Today, UF (University of Florida) and Nvidia announced plans to build the fastest artificial intelligence supercomputer in academia. They want to enhance the capabilities of the University of Florida’s existing HiperGator supercomputer with the DGX SuperPod architecture. Nvidia expects that the system will be up and running by early 2021. In fact, Nvidia says that it will deliver 700 petaflops (one quadrillion floating-point operations per second) of performance.
Some researchers in the artificial intelligence community believe that capable computers will achieve paradigm-shifting advances. This must be in conjunction with reinforcement learning and other techniques. The Massachusetts Institute of Technology, Underwood International College, University of Brasilia, and MIT-IBM Watson AI Lab recently published a paper. There, they found that deep learning improvements have been strongly reliant on increases in computing power. OpenAI researchers released an analysis showing that from 2012 to 2018, the amount of computing power used in the most substantial artificial intelligence training rungs grew more than 300,000 times with a 3.5-month doubling time. Thus, this far exceeded the pace of Moore’s law.
Nvidia and the University of California claim that the revamped HiPerGator will give students and faculty the tools to apply artificial intelligence across focused areas. This includes areas for food insecurity, urban transportation, personalized medicine, data security, and the aging population. Artificial Intelligence models at the University of California Health are being deployed to help monitor, collect, and organize patient conditions in real-time through a system known as DeepSOFA.
HiPerGator will be roughly 18 times as powerful as the University of Texas at Austin’s Frontera. Thus, HiPerGator will be among the first to receive Nvidia’s DGX A100 systems. It provides 320 gigabytes of memory and the latest high-speed Mellanox HDR 200Gbps interconnects. DGX A100 packs eight 7-nanometer Ampere-based A100 Tensor Core GPUs. Moreover, according to Nvidia, a single A100 GPU’s 54 billion transistors can execute five petaflops of performance.
HiPerGator will gain 140 DGX A100 systems powered by 1,120 NVIDIA A100 Tensor Core GPUs, as part of the boost. Moreover, it will be coupled with 15 kilometers of optical cable and four petabytes of storage from DDN. Furthermore, it will benefit from Nvidia’s suite of artificial intelligence applications. This AI’s framework covers data analytics, recommendation systems, inference acceleration, and artificial intelligence training.

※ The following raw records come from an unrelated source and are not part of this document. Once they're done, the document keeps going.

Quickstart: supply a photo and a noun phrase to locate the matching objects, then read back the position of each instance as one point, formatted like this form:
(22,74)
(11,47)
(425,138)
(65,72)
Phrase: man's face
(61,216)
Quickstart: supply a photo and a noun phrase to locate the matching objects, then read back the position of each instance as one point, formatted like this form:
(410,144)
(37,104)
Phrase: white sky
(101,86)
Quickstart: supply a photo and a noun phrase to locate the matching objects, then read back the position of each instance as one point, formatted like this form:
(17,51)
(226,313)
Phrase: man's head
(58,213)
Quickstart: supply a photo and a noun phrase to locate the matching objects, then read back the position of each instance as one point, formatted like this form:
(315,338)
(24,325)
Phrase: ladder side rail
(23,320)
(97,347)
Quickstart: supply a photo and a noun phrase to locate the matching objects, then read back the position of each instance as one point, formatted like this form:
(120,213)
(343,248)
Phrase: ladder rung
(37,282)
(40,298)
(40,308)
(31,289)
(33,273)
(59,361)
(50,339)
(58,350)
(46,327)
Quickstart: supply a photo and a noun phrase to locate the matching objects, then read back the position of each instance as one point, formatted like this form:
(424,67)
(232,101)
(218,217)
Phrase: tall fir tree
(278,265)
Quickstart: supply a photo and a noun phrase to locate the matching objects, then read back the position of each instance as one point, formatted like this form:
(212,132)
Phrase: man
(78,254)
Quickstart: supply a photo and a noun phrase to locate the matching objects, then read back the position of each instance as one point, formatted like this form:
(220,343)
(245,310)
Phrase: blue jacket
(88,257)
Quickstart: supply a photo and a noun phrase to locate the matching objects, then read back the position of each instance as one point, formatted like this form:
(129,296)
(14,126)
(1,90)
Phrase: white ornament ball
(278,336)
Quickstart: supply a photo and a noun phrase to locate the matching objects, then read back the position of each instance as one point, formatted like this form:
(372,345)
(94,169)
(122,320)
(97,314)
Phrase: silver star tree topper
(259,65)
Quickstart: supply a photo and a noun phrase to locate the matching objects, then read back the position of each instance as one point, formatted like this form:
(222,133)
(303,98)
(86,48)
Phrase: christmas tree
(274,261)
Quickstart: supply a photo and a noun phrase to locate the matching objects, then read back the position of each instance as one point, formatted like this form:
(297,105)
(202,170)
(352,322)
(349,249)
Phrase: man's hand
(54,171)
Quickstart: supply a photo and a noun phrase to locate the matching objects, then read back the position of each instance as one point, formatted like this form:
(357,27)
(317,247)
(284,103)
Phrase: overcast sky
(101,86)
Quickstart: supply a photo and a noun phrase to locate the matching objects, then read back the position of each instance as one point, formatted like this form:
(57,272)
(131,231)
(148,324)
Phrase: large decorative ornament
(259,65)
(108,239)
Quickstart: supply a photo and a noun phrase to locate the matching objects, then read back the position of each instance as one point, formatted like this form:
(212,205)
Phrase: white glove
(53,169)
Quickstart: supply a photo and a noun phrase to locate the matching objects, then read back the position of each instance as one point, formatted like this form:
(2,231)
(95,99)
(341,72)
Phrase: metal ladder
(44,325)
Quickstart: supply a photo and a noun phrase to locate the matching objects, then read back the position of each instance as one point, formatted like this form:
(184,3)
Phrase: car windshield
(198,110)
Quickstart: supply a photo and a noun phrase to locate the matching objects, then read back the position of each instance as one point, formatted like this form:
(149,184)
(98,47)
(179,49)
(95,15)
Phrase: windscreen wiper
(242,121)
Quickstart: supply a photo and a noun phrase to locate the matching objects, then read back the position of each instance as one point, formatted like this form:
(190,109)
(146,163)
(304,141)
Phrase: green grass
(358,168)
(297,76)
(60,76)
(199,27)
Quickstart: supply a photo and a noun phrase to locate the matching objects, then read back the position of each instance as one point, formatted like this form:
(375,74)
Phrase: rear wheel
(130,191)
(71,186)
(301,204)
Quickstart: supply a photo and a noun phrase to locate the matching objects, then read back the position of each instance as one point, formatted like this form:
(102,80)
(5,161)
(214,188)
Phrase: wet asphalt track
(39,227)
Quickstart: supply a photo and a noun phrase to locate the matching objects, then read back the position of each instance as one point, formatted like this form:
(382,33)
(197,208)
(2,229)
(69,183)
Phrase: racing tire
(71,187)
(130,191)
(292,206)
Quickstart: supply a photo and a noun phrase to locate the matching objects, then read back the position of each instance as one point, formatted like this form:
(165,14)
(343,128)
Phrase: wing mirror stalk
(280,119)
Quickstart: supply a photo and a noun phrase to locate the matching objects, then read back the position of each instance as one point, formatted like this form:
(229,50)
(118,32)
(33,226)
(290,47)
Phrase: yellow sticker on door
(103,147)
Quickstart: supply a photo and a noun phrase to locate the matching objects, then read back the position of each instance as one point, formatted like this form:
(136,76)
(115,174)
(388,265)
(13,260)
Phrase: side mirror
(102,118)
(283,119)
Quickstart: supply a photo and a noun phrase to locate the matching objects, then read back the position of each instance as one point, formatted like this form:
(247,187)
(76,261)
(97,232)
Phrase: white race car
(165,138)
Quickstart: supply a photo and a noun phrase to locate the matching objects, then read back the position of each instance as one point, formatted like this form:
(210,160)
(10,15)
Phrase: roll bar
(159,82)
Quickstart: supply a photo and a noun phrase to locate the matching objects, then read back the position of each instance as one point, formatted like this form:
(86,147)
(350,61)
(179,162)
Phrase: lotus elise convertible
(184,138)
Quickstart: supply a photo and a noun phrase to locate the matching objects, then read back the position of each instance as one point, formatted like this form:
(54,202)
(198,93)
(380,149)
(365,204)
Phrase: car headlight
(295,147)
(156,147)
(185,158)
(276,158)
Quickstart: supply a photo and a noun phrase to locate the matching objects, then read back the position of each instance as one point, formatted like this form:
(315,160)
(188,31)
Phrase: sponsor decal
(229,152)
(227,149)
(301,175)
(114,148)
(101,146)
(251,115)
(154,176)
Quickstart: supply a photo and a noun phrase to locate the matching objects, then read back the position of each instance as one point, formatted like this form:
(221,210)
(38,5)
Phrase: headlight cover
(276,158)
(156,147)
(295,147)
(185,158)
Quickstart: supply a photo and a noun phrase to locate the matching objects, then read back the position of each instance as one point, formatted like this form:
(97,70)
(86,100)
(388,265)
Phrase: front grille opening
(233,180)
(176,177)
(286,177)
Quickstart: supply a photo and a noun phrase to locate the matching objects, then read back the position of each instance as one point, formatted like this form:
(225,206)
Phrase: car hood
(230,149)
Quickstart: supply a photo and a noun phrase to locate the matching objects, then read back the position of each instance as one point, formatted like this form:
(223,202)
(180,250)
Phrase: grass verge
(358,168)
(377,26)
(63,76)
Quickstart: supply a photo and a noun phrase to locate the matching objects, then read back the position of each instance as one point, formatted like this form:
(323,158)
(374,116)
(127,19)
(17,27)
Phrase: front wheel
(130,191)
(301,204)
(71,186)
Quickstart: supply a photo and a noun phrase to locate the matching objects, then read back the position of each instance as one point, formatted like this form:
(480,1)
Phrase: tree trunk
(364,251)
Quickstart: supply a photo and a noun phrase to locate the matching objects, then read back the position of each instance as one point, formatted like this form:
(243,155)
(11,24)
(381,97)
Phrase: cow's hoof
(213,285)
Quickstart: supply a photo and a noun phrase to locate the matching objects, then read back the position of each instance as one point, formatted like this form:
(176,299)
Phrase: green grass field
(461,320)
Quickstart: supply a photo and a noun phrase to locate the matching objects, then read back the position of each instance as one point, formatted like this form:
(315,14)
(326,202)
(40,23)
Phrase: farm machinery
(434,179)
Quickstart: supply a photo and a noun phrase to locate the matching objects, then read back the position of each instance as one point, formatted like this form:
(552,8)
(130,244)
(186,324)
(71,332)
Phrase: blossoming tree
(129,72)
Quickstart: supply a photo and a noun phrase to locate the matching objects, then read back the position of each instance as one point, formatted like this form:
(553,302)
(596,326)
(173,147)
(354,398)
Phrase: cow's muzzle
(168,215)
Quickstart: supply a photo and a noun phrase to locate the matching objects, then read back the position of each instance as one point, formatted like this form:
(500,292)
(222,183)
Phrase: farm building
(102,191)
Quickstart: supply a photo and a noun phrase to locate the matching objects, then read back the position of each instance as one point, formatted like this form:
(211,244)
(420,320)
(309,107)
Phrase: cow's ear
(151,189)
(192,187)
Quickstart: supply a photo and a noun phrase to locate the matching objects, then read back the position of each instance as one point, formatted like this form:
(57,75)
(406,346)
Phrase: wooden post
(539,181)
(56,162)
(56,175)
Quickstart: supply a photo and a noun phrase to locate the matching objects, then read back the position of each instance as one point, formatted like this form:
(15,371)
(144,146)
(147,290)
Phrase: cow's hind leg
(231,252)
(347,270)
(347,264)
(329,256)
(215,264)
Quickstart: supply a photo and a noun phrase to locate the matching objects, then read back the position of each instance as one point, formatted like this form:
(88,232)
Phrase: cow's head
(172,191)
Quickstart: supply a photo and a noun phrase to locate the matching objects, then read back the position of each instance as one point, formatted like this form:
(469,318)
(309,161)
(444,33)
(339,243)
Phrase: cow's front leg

Nvidia said its partnerships with the University of California would extend to ongoing collaboration and support in three principal artificial intelligence areas beyond HiPerGator. The Nvidia Deep Learning Institute will be the main department to work with the University of California. They will work to develop programming, curriculum, and coursework tailored to address the needs and encourage the interest of teens and young adults in artificial intelligence, STEM (mathematics), engineering, and technology. The company will also found an Nvidia Artificial Intelligence Technology Center at the University of California. There, Nvidia employees and graduate fellows will partner up to advance the field of artificial intelligence. Moreover, Nvidia product engineers and solution architects will team up with the University of California on the optimization, operation, and installation of the supercomputing resources on campus, including HiPerGator.
The University of California says that this will lay the groundwork for the integration of artificial intelligence with all its disciplines.